Chaque propriétaire devra obtenir une "attestation" d'aptitue
Le texte de loi prévoit, une formation obligatoire pour obtenir une “attestation d’aptitude” pour les détenteurs de chiens de 1ère et 2ème catégorie
Les frais seront à la charge du propriétaire du chien.
Entre huit et douze mois, le chien devra se soumettre à une évaluation comportementale
Les résultats de cette évaluation sont communiqués au maire de la commune du lieu de résidence du propriétaire ou du détenteur
Elle ne sera pas forcément définitive, puisque le maire de la commune de résidence du propriétaire pourra en demander une nouvelle à tout moment.
Le maire peut, au vu des résultats de l'évaluation comportementale, soit délivrer le récépissé prévu à l'article L. 211-14 si l'ensemble des autres conditions prévues à cet article sont remplies, soit placer l'animal dans un lieu de dépôt adapté à l'accueil et à la garde de celui-ci, à la charge du propriétaire.
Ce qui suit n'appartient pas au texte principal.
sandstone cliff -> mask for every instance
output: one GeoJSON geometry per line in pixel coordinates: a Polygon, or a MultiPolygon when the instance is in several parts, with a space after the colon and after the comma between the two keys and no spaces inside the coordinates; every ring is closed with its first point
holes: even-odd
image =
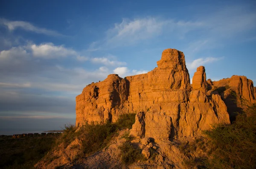
{"type": "Polygon", "coordinates": [[[131,134],[171,140],[195,136],[214,123],[230,123],[230,115],[233,117],[236,110],[233,107],[242,108],[238,102],[230,106],[227,98],[231,91],[236,97],[250,103],[255,101],[251,80],[233,76],[207,82],[204,66],[195,72],[191,87],[184,55],[180,51],[165,50],[157,64],[157,68],[146,74],[124,79],[110,74],[104,81],[84,88],[76,97],[76,126],[87,120],[114,122],[121,114],[135,113],[136,122],[131,134]],[[228,86],[230,87],[227,92],[226,89],[219,91],[228,86]]]}

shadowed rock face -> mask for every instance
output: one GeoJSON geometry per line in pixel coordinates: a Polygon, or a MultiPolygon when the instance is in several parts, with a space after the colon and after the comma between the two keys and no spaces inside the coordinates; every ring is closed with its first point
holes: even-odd
{"type": "MultiPolygon", "coordinates": [[[[86,121],[114,122],[121,114],[135,113],[131,134],[165,141],[200,135],[213,123],[230,123],[224,99],[219,93],[207,91],[217,82],[207,83],[204,66],[195,73],[191,88],[182,52],[165,50],[157,64],[146,74],[124,79],[110,74],[87,86],[76,97],[76,126],[86,121]]],[[[244,83],[238,78],[234,86],[244,83]]],[[[251,80],[247,81],[248,88],[237,87],[237,92],[249,96],[246,98],[252,101],[256,92],[251,80]]]]}

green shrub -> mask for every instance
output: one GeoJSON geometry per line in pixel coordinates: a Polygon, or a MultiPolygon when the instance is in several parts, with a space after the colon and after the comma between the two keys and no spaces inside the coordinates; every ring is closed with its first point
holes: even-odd
{"type": "Polygon", "coordinates": [[[115,123],[117,128],[121,129],[123,128],[131,129],[132,125],[135,123],[135,113],[126,114],[120,116],[115,123]]]}
{"type": "Polygon", "coordinates": [[[97,122],[86,123],[81,127],[80,137],[82,140],[84,152],[93,153],[106,146],[116,129],[114,123],[100,124],[97,122]]]}
{"type": "Polygon", "coordinates": [[[32,169],[55,144],[58,136],[0,139],[0,168],[32,169]]]}
{"type": "Polygon", "coordinates": [[[129,142],[123,143],[118,148],[121,150],[121,160],[125,164],[145,159],[145,157],[141,154],[141,150],[129,142]]]}
{"type": "Polygon", "coordinates": [[[212,158],[205,161],[210,169],[256,168],[255,105],[247,117],[238,115],[230,125],[218,125],[204,133],[212,143],[212,158]]]}
{"type": "Polygon", "coordinates": [[[63,134],[57,141],[57,145],[64,143],[65,147],[67,147],[79,135],[79,132],[76,132],[77,128],[74,125],[65,124],[64,126],[63,134]]]}

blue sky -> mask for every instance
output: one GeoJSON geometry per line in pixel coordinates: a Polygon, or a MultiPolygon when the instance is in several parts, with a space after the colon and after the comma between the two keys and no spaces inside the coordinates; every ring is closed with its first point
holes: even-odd
{"type": "Polygon", "coordinates": [[[256,83],[256,2],[2,1],[0,130],[59,129],[75,97],[109,74],[143,73],[162,51],[183,52],[190,78],[256,83]]]}

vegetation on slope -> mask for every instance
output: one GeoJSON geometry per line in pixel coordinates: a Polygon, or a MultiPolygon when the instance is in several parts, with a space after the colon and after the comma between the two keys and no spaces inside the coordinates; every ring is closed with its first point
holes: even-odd
{"type": "Polygon", "coordinates": [[[204,132],[204,138],[182,144],[180,150],[189,157],[184,161],[185,166],[188,168],[256,168],[256,105],[247,111],[250,116],[239,114],[231,124],[215,125],[204,132]],[[206,154],[193,157],[191,155],[199,149],[206,154]]]}
{"type": "Polygon", "coordinates": [[[67,147],[75,139],[78,138],[82,140],[83,153],[81,155],[89,155],[107,146],[118,130],[131,129],[135,123],[135,115],[121,115],[115,123],[87,123],[78,131],[74,125],[65,125],[64,134],[58,140],[58,144],[64,143],[67,147]]]}
{"type": "Polygon", "coordinates": [[[238,115],[230,125],[217,125],[204,132],[212,144],[211,169],[256,168],[256,105],[248,110],[251,116],[238,115]]]}

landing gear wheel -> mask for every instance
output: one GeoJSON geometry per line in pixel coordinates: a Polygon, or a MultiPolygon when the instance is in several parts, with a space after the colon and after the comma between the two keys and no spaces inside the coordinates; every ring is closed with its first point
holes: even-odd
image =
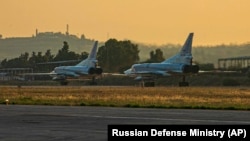
{"type": "Polygon", "coordinates": [[[180,87],[187,87],[187,86],[189,86],[189,83],[188,82],[179,82],[179,86],[180,87]]]}
{"type": "Polygon", "coordinates": [[[61,81],[60,82],[60,84],[63,85],[63,86],[68,85],[68,83],[69,83],[68,81],[61,81]]]}

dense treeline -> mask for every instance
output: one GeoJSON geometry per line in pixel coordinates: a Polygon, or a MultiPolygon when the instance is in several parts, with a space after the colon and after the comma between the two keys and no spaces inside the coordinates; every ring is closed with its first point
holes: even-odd
{"type": "MultiPolygon", "coordinates": [[[[4,59],[1,62],[2,68],[33,68],[35,72],[48,71],[57,66],[58,63],[51,63],[55,61],[63,60],[82,60],[87,58],[88,53],[82,52],[77,54],[69,50],[69,45],[66,41],[63,42],[63,47],[58,51],[56,55],[53,55],[50,50],[47,50],[44,54],[42,52],[32,52],[29,55],[28,52],[21,54],[17,58],[4,59]],[[42,64],[39,64],[42,63],[42,64]],[[46,63],[48,63],[46,65],[46,63]]],[[[60,64],[59,64],[60,65],[60,64]]]]}
{"type": "MultiPolygon", "coordinates": [[[[56,63],[66,60],[83,60],[88,57],[87,52],[81,54],[69,50],[69,45],[66,41],[63,42],[63,47],[58,50],[56,55],[53,55],[50,50],[44,54],[42,52],[25,52],[17,58],[4,59],[1,62],[2,68],[33,68],[34,72],[44,72],[52,70],[58,65],[73,65],[73,63],[62,64],[56,63]]],[[[139,61],[139,49],[136,44],[130,41],[117,41],[116,39],[108,40],[105,45],[99,47],[97,52],[99,65],[106,72],[122,72],[125,68],[139,61]]]]}

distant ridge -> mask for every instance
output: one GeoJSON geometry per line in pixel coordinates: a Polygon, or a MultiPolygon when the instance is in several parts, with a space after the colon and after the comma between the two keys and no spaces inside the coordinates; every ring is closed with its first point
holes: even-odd
{"type": "Polygon", "coordinates": [[[63,47],[64,41],[68,42],[69,49],[74,52],[88,51],[94,43],[94,40],[61,32],[41,32],[32,37],[2,38],[0,39],[0,61],[19,57],[25,52],[45,53],[48,49],[52,54],[56,54],[63,47]]]}

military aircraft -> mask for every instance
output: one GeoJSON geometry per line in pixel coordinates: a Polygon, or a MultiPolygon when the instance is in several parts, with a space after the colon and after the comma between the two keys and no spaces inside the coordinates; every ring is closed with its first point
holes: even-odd
{"type": "Polygon", "coordinates": [[[192,62],[193,35],[194,33],[189,33],[182,49],[176,55],[160,63],[133,64],[124,74],[135,77],[135,80],[145,83],[145,86],[154,86],[158,77],[182,76],[179,86],[189,86],[185,77],[199,72],[199,66],[192,62]]]}
{"type": "MultiPolygon", "coordinates": [[[[102,75],[102,68],[98,66],[96,59],[98,41],[95,41],[94,46],[88,58],[82,60],[75,66],[58,66],[50,73],[29,73],[22,75],[50,75],[52,80],[59,81],[61,85],[67,85],[69,78],[91,77],[94,82],[96,76],[102,75]]],[[[65,62],[65,61],[62,61],[65,62]]],[[[57,62],[58,63],[58,62],[57,62]]]]}

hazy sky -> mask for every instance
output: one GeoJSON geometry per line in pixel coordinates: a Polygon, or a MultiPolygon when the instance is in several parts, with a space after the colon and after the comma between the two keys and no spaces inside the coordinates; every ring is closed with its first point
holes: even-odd
{"type": "Polygon", "coordinates": [[[63,32],[106,41],[194,45],[250,42],[250,0],[0,0],[0,34],[63,32]]]}

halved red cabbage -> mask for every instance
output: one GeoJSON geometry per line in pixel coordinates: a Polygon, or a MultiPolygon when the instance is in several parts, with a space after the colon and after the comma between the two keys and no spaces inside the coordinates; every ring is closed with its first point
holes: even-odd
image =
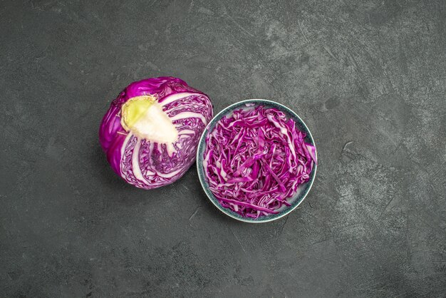
{"type": "Polygon", "coordinates": [[[192,165],[212,115],[207,96],[184,81],[147,78],[132,83],[111,103],[99,140],[118,175],[138,187],[156,188],[192,165]]]}
{"type": "Polygon", "coordinates": [[[208,133],[203,168],[222,206],[257,218],[290,205],[287,199],[309,180],[316,158],[306,134],[283,112],[249,106],[224,116],[208,133]]]}

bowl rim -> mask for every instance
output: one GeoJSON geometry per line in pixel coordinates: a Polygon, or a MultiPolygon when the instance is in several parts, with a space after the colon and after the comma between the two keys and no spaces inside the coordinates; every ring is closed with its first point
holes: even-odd
{"type": "Polygon", "coordinates": [[[315,148],[315,155],[316,155],[316,160],[318,160],[318,150],[316,146],[316,143],[314,143],[314,139],[313,138],[313,135],[311,135],[311,132],[308,129],[305,122],[304,122],[304,120],[301,118],[301,117],[299,117],[299,115],[297,115],[293,110],[291,110],[289,107],[281,103],[277,103],[276,101],[270,101],[268,99],[252,98],[252,99],[247,99],[247,100],[244,100],[241,101],[237,101],[237,103],[232,103],[228,106],[227,107],[223,108],[218,113],[217,113],[217,115],[215,115],[212,118],[212,119],[211,119],[209,123],[207,123],[207,125],[206,125],[206,128],[204,128],[204,130],[203,130],[203,133],[202,133],[202,135],[199,138],[199,140],[198,141],[198,147],[197,148],[197,170],[198,172],[198,178],[199,180],[199,183],[202,185],[202,187],[203,188],[203,191],[206,194],[206,196],[212,202],[212,204],[214,204],[214,205],[217,207],[218,210],[219,210],[226,215],[232,218],[234,218],[241,222],[250,222],[250,223],[269,222],[279,220],[280,218],[282,218],[288,215],[292,211],[296,210],[296,208],[297,208],[302,203],[302,202],[304,202],[307,195],[310,192],[310,190],[311,189],[311,187],[313,186],[313,183],[314,183],[318,165],[317,165],[317,163],[314,164],[313,170],[311,171],[311,173],[310,174],[311,175],[310,180],[306,183],[309,183],[309,185],[308,186],[306,190],[304,191],[304,192],[301,195],[301,197],[300,198],[299,201],[296,205],[290,206],[289,207],[285,209],[280,213],[274,215],[275,216],[271,216],[271,215],[265,216],[265,217],[266,218],[264,218],[263,220],[261,219],[261,217],[259,217],[259,219],[256,219],[256,220],[251,219],[249,217],[237,217],[234,215],[234,214],[232,214],[233,212],[232,211],[227,208],[224,208],[223,206],[222,206],[218,202],[217,198],[213,197],[214,195],[212,193],[212,192],[209,189],[209,185],[204,180],[204,170],[203,170],[203,166],[202,166],[202,158],[201,158],[199,155],[202,155],[200,153],[202,153],[203,152],[202,148],[204,145],[205,145],[205,143],[206,143],[204,141],[205,137],[206,135],[207,135],[207,133],[209,133],[209,132],[210,125],[213,124],[214,123],[216,123],[217,121],[219,120],[222,118],[222,117],[224,115],[224,114],[227,114],[234,111],[236,108],[243,106],[243,104],[246,104],[246,103],[254,103],[254,104],[264,103],[266,105],[270,105],[270,106],[271,105],[278,106],[279,107],[280,107],[281,109],[283,109],[284,111],[286,111],[289,114],[299,119],[299,120],[300,121],[300,124],[301,124],[306,128],[306,132],[308,132],[308,134],[306,138],[308,138],[310,139],[311,145],[313,145],[315,148]]]}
Dans ce cas, l'euthanasie de l'animal, à la charge du propriétaire, peut intervenir sans délai.
Et ensuite les chiens devront subir ce test comportemental une fois par an.
Tout propriétaire de chien de première ou deuxième catégorie devra en outre être titulaire d'un permis de détention
Pour l'obtenir, il faudra constituer un dossier administratif : pièces justifiant l'identification du chien, attestation de vaccination antirabique, assurance en responsabilité civile pour le propriétaire ou le détenteur du chien, attestation de stérilisation pour les chiens de première catégorie, attestation d’aptitude et évaluation comportementale (un permis provisoire délivré si le chien est trop jeune pour avoir passé cette évaluation).
Un fichier national de suivi informatisé sera constitué pour tracer le parcours de ces chiens d'un propriétaire à l'autre.
Les maîtres-chiens qui possèdent ou détiennent des chiens de première ou deuxième catégorie pour des raisons professionnelles devront présenter une qualification professionnelle, avec une carte et un numéro d'identification du chien.
Pour les maîtres qui refuseront de se conformer à la loi : la non déclaration ou la non détention du certificat d'aptitude sera sanctionnée sur la base de contravention de 5e classe, la plus lourde.
Faute pour l'intéressé de s'être soumis à ces obligations, le maire ou, à défaut, le préfet peut ordonner par arrêté que l'animal soit placé dans un lieu de dépôt adapté à la garde de celui-ci. Il peut, en cas de danger grave et immédiat et après avis d'un vétérinaire désigné par la direction des services vétérinaires, faire procéder à son euthanasie.